Nobody’s got a better plus-minus in such clutch situations than Westbrook’s +95. No player who’s seen at least 10 minutes of clutch playing time even comes close to dominating as large a share of his team’s crunch-time possessions (a staggering 60.9 percent usage rate) or contributing as large a share of his team’s points in those situations (61.8 percent).
Everybody knows he’s coming, and how he’s coming, and when he’s coming, and it just doesn’t matter.

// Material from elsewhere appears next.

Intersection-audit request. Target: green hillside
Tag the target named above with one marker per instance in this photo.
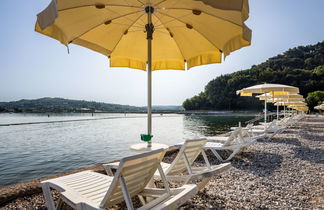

Who needs the element of surprise when you’ve got the atomic bomb?

“We have a player in Russell that has great internal belief in himself and great internal belief in his teammates,” Thunder coach Billy Donovan told reporters after the game. “He’s always playing with a great deal of optimism, a great deal of enthusiasm and a never-say die attitude.”
That combination of optimism, enthusiasm and attitude, along with sheer relentlessness and remarkable athleticism, has made Westbrook arguably the game’s most effective late-game killer this season. Even on nights where the Thunder don’t shoot 15-for-22 from 3-point land — and, given that OKC entered the evening dead last in the league in 3-point accuracy, it’s a safe bet more of those will come — his ability to boss the game in its most critical moments gives the Thunder a puncher’s chance damn near every night, and stands as the biggest reason that OKC sits at 35-25, just two games out of the West’s No. 4 seed and home-court advantage in the opening round of the playoffs.
Whatever else the Thunder don’t have or can’t always rely on, they’ve got Russell Westbrook. When you need to win a basketball game, that’s a pretty freaking good place to start.